“Personality-packed” copy has become something of a buzzword in the online business world.
It refers to copywriting that’s not boring or corporate but rather is human and personable. Additionally, personality-packed copy should embody the energy of the brand behind it.
However, many people equate this type of copywriting with high-energy, bubbly, unserious tones. You know, the style used by the internet-famous white business owners like Jenna Kutcher, Rachel Hollis, and Melyssa Griffin.
Here’s are some examples to show you what I mean:
“I worship coffee like a deity, I read books like my life depends on it and think La Croix is one of the greatest inventions of the last decade,” – Rachel Hollis’ about page.
“I’m a digital marketing expert, self-education mastermind, data-obsessed algorithm avenger, detail-loving self-care activist, stubborn-as-heck achiever and individualist, small town puppy parent, frequent flier, margarita mixologist, and a mac-and-cheese-eating mama,” – Jenna Kutcher’s home page
“Hi! My name is Melyssa Griffin and I am OBSESSED with teaching online entrepreneurs and bloggers how to make their passions profitable (and popular)!” – Melyssa Griffin’s about page.
On one hand, I understand the attraction of this type of “personality-packed” copy. It’s fun, light, easy. It feels worlds away from stuffy corporations.
But on the other hand…
I would never, ever talk like that in real life. Or in my writing.
Because I’m not bubbly or irreverent or high-energy. I’m thoughtful and earnest.
How do people like me–the quieter folk of the online business world–show our honest personalities in our writing?
Here are a few ways:
Take a stand
Sensitive, quiet, serious people are often shrewd observers of what’s going on around them. They notice things that others don’t. Or they have such a strong inner sense of what’s true that they have a take on something that’s pretty different from what’s being said.
Use this gift of yours to your advantage. Instead of trying to mimic the high-energy writing of others, slow down. Figure out what you really think about a topic. And then create content that will blow people away with how unique (and often true) it is.
Your original thinking on an issue is like a homing signal to like-minded people out there, including potential customers and clients.
They’ll think: Finally someone is saying what I’ve been feeling.
And that’s not easily forgotten.
Pacing refers to the way your writing causes a reader to slow down or speed up their reading. You notice pacing most when you’re reading a suspenseful novel and you find yourself speeding up, zooming through the climax.
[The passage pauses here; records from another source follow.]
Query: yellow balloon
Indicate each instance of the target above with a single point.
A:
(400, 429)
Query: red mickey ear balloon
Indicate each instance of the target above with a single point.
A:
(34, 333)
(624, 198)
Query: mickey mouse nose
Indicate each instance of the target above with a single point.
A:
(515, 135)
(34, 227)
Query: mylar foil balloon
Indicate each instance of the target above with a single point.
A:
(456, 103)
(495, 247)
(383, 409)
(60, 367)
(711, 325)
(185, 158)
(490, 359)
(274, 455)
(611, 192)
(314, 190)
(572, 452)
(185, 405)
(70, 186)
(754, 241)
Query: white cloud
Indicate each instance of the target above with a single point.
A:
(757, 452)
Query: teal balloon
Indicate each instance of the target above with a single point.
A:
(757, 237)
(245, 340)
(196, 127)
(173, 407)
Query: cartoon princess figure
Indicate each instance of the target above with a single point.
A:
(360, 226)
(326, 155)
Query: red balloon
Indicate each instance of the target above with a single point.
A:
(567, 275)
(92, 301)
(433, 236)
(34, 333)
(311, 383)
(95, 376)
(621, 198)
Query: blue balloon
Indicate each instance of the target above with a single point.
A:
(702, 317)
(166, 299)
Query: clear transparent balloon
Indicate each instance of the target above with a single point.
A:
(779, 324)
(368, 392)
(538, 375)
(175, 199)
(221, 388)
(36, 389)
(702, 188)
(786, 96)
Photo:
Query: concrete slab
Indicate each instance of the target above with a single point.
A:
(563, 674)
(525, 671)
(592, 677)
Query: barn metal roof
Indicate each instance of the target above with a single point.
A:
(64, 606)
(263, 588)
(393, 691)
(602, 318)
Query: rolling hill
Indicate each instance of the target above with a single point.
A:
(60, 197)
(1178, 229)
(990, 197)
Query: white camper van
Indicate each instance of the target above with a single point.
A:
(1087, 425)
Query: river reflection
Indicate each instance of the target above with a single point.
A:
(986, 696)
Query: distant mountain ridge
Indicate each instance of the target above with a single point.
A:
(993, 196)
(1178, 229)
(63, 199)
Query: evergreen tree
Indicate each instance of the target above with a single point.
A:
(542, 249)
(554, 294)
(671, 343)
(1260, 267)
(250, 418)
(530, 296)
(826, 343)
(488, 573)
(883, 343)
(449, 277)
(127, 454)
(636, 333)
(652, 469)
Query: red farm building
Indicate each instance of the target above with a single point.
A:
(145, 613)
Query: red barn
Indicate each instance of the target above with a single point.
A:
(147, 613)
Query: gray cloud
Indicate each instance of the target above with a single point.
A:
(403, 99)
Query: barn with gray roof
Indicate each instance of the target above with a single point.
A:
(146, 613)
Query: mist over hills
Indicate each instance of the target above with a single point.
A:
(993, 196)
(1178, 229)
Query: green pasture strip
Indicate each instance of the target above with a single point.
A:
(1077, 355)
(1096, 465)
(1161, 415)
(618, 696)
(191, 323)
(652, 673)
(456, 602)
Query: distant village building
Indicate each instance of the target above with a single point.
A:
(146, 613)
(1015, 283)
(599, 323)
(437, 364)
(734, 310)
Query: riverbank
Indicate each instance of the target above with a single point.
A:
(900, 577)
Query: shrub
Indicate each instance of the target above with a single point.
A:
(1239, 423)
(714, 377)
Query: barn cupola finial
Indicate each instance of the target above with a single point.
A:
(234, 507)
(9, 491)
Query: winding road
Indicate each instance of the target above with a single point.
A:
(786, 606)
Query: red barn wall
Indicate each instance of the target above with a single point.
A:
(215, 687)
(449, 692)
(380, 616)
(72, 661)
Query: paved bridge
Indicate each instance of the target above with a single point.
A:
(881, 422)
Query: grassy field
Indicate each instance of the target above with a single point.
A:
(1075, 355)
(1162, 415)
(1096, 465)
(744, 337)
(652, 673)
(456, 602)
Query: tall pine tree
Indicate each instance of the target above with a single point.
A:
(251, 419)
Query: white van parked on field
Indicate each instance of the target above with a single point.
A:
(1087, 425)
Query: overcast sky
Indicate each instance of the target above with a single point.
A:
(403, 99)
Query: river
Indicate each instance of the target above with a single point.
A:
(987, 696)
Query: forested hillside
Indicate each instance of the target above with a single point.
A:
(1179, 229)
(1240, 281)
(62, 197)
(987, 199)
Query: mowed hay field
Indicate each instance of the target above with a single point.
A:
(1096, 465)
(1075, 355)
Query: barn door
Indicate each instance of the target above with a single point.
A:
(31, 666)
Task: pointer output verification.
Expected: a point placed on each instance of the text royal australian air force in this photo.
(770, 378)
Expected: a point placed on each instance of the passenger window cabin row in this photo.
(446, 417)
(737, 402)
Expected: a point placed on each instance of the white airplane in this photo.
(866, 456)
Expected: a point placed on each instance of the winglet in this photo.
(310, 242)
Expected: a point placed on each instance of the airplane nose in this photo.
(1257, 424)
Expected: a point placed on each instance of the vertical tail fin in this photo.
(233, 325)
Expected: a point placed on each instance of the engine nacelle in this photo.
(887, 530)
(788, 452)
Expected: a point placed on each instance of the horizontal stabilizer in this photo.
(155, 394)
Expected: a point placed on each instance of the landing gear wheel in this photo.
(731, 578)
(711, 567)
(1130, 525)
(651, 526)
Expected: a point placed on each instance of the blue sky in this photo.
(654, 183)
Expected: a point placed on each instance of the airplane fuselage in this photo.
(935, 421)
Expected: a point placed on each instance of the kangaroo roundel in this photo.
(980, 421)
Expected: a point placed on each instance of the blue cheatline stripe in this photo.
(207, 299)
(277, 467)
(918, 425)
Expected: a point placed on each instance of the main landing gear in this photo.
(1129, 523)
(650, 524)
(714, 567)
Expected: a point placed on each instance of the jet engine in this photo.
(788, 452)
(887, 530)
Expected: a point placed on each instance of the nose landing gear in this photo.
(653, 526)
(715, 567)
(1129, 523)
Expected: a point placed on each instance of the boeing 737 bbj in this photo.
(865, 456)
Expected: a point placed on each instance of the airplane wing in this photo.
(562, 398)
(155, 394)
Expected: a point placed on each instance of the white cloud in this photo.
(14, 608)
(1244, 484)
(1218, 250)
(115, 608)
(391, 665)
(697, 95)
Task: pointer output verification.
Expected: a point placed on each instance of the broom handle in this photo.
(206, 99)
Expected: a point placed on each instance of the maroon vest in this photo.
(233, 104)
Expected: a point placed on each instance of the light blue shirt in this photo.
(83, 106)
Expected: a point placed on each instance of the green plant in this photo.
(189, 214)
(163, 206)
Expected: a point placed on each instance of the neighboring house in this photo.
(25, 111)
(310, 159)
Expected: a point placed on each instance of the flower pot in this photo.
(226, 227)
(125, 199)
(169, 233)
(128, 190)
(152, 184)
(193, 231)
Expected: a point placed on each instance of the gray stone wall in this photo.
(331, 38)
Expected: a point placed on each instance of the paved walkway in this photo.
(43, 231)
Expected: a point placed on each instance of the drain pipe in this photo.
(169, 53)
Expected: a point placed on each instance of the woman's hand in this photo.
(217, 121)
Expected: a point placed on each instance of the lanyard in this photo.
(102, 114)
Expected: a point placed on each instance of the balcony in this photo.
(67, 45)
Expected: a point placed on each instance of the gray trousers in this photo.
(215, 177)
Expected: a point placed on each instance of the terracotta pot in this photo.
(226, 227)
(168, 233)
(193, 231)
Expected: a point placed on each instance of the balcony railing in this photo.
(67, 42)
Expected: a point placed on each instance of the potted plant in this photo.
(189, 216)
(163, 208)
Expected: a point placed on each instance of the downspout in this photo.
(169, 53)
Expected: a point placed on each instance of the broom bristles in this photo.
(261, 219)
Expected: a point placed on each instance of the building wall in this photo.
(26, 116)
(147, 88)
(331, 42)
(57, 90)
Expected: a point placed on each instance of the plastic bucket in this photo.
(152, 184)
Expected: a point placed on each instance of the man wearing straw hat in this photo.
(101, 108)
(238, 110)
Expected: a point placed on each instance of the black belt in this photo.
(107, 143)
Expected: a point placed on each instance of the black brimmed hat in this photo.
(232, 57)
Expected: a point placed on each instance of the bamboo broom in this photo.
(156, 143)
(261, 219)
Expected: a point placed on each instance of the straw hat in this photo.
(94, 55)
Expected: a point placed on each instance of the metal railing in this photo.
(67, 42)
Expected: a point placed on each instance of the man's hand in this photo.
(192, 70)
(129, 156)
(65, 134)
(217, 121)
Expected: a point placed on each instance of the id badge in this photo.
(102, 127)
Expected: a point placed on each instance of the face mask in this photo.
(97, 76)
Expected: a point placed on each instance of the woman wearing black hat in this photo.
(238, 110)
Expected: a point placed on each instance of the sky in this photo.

You can use pacing in your writing to show your personality and add oomph… without adding a bubbly quality.
To slow down your pace:
- Use longer sentences with more flowery language
- Make paragraphs longer than usual
- Use “pausing” punctuation like ellipses or commas
To speed up your pace:
- Use short staccato sentences (sometimes even one word long)
- Use short paragraphs
- Use lists
- Ask rhetorical questions
Pacing imbues your writing with a distinctive “feeling,” or mood. For example, if you want to show excitement or intensity without using cutesy phrases, exclamation points, or emojis, use several staccato sentences in a row.
It’s the difference between:
“I’m losing my FREAKIN’ mind over here waiting for this oh-my-gosh-amazing conference to start!!” [High energy intensity and excitement]
“I find myself holding my breath waiting for this conference to kick-off.
I can’t wait…
To be in a room with my heroes.
To experience transformation.
To radically shift my perspective.
To grow.” [Low energy/serious intensity]
Be bravely vulnerable
The language of traditional “personality-packed” copywriting is surface-level human. Designed to read easy and make someone smile (without having to think too hard).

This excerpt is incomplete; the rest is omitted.